Kantukku mendekapku dengan pelukan hangat dan nikmat pejam yang sangat. Mimpi melambai-lambaikan tangannya lagi, menawarkan banyak hal yang syahdu dan menyenangkan.
“Nur?”
“Yaaa...?"
“Ayo,”
Aku bangkit dengan kantuk yang masih menggayut dan mimpi yang membayangi. Dingin pagi seketika menyergap dari semua pori kulitku yang terbuka. Rasanya ingin menarik selimutku lagi.

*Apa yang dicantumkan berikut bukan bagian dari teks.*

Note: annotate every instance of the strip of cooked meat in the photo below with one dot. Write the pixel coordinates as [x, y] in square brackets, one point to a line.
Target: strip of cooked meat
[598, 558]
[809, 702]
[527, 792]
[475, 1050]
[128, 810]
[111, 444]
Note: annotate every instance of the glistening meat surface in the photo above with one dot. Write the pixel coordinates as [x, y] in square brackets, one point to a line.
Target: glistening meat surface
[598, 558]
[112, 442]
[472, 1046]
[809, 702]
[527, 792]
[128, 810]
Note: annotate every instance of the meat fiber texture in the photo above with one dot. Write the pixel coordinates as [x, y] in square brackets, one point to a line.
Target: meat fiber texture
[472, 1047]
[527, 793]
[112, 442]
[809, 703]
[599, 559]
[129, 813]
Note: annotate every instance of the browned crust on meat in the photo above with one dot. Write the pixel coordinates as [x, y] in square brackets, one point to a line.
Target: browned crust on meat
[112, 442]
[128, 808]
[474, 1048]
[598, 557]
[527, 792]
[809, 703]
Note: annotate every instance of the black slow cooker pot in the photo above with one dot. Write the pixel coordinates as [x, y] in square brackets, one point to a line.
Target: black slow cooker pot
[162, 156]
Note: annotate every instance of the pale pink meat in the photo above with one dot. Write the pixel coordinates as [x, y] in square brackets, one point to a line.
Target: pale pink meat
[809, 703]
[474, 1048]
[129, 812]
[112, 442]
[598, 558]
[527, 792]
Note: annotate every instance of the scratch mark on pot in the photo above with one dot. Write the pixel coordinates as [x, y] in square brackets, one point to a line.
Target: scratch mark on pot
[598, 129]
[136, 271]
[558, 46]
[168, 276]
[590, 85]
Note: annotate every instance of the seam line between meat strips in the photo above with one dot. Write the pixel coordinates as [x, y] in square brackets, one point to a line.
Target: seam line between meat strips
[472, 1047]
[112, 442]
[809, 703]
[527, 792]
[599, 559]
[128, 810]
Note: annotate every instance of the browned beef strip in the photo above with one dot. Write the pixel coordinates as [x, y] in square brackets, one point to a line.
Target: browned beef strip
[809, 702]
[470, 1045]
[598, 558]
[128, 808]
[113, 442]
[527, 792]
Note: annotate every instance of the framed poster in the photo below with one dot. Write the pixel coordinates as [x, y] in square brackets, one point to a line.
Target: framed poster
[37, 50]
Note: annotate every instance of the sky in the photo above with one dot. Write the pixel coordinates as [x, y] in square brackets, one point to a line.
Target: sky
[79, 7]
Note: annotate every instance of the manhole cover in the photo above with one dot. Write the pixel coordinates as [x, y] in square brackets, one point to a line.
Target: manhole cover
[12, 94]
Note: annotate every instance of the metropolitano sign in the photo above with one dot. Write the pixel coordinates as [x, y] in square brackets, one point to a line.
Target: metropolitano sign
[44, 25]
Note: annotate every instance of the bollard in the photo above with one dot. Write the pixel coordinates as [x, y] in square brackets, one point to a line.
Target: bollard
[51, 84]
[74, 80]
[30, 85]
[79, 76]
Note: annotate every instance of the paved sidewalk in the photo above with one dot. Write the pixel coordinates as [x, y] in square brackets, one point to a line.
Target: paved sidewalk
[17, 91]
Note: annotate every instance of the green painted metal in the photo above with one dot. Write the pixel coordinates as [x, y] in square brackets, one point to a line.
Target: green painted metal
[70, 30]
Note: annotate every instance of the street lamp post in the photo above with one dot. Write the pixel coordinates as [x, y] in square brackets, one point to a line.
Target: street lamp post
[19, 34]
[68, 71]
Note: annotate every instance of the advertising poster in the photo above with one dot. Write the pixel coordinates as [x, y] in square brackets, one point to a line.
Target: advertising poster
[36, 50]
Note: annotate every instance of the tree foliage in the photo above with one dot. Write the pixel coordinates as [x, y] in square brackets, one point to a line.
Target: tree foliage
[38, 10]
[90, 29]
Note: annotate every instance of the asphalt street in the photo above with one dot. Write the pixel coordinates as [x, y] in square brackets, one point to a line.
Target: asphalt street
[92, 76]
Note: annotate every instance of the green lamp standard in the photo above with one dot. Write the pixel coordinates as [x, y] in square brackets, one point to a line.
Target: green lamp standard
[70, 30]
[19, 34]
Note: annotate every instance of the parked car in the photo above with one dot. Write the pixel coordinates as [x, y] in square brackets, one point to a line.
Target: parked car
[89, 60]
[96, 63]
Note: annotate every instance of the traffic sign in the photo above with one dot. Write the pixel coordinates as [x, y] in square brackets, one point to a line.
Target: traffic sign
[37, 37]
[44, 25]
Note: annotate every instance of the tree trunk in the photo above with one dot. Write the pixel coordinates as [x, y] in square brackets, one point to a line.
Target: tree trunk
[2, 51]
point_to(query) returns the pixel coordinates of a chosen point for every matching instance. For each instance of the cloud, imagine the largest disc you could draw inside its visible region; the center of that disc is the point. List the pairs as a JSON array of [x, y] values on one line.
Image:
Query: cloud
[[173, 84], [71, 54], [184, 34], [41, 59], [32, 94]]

“Sudah hampir Iqamah,” kata nenek lagi, “itu, suara theklek Mbah Kaji Sono sudah terdengar,”
“Ya, nek.”
Dingin udara nyaris tak tertahankan, masih harus ditambah dinginnya air yang mengucur dari selang kecil ke gentong di kiwan untuk wudhu. Hal yang membuatku menahan diri lagi di depan gentong berisi air itu. Kericik yang jatuh dari selang kecil yang mengacung di atas gentong seperti memperdengarkan ancaman menggigitnya dingin bila air itu menyiram kulitku, biar itu kulit jari telunjuk.
“Nur?”
Apa boleh buat. Semakin ditahan, nenek akan terus memanggilku. Air benar-benar seperti tusukan seribu jarum tajam di permukaan kulit yang wajib dibasuh dalam wudhu. Hampir tak tertahankan. Lalu setelah dingin itu benar-benar meresap ke dalam pori-pori, aliran darahku barangkali normal kembali. Kesadaranku memenuhi tempatnya lagi dan melenyapkan kantuk yang merajuk sejak tadi.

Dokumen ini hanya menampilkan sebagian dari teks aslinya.